Coca-Cola, battered by research that shows its sugary drinks are heavily related to our nation's epidemic of obesity and besieged by the introduction/passage of sugary drink taxes and portion caps, is fighting back. They just unveiled a new commercial in which they attempt to convince Americans that they are offering "solutions" to the obesity epidemic with their diet drink portfolio, charitable contributions to fitness programs and by helpfully pointing out that if you take in more calories than you burn, you will gain weight. It's a brilliant marketing strategy.
So where is the well-funded, national anti-soda counter-marketing campaign that will set Americans straight? It doesn't exist, because public health advocates can't afford that kind of campaign and must make do with fragmented local marketing messages and YouTube videos. Isn't it time for obesity-prevention public health funders to pool their money and fund one anti-soda/anti-junk food marketing campaign nationally?
One of the reasons we have an obesity epidemic in this country is because Coca-Cola, Pepsi and other purveyors of junk food have been allowed to flood our airwaves and almost every other aspect of our lives with a steady drumbeat of feel-good, misleading marketing. These companies spend billions of dollars promoting unhealthy, non-nutritious products on TV, radio, in print, on mobile devices, on the Internet, on clothing, at concerts, in schools, at sporting events, on giveaways and in countless other venues. And because Coca-Cola and other soft drink companies can afford to saturate the marketplace with their messages and use the top ad/marketing agencies to create their campaigns, they tend to be brilliant -- tapping into human emotions and successfully associating their sugary drinks with happiness, fulfillment and having fun. Big Soda spends big dollars on these types of campaigns, because they work.
Please don't feed me Big Soda's defensive nonsense about how kids and adults must take "personal responsibility" for what they ingest. In a world saturated by professionally-designed, emotional marketing messages that implore people to drink soda and other sugary drinks 24/7, can we really blame people, particularly kids and teens, for overconsumption? Coke and others have expertly positioned their beverages as benign, happy drinks.

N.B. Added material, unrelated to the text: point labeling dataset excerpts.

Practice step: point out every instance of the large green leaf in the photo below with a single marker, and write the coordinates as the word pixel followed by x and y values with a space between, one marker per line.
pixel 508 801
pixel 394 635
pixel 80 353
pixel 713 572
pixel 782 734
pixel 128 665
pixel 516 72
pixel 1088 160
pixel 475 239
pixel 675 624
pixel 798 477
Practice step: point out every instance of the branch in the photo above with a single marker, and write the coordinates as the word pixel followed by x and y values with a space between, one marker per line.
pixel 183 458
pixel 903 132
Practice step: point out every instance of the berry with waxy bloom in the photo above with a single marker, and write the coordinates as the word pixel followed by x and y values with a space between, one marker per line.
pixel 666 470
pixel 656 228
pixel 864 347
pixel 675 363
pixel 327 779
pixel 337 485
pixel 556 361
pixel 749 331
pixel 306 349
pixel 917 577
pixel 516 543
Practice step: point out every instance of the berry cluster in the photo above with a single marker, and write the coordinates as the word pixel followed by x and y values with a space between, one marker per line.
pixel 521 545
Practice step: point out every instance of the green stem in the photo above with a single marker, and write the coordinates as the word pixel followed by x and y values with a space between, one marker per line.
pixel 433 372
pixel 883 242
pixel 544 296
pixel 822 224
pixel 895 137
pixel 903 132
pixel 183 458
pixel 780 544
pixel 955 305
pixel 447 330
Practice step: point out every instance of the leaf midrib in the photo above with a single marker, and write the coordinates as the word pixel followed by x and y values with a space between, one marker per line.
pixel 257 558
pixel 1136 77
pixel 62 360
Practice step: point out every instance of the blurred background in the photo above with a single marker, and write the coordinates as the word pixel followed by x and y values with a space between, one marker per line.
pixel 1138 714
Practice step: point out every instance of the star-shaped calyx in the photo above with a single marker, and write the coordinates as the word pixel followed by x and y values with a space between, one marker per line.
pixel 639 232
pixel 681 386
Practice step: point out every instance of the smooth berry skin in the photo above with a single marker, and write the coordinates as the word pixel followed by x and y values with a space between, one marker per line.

Coke's new "obesity" ad campaign is yet another example of their marketing brilliance and ability to manipulate messages and the public.
So where does Coca-Cola's new obesity campaign leave public health advocates? Playing catch-up, as always. The ridiculously-underfunded yet scrappy public health community has made impressive dents in Big Soda's armor. On the marketing front, the Center for Science in the Public Interest and advertising guru Alex Bogusky produced a brilliant anti-soda video, "The Real Bears," that has more than 2 million views. But there's no funding available to turn "The Real Bears" into a traditional national advertising campaign where you'd see a version on TV, in print and splashed all over the Internet, and on mobile devices, like the soda companies can afford to do. The introduction of soda taxes and sugary drink portion caps across the country and the resulting press coverage has created a new level of awareness among the general public. But without proper funding to counter the tens of millions of dollars that Big Soda has spent on advertising campaigns to kill these measures (only NYC's portion cap has passed), advocates continue to be at a huge disadvantage.
Obesity prevention funders can continue to fund dozens of small local or regional anti-soda/anti-junk food campaigns that will have limited impact. Or, they can try something different -- like banding together and funding one brilliant national counter-marketing campaign.
As long as the public health world is forced to operate in a piecemeal fashion with limited funding, progress in lowering consumption of sugary drinks will be slow. And more Americans will get sick and die.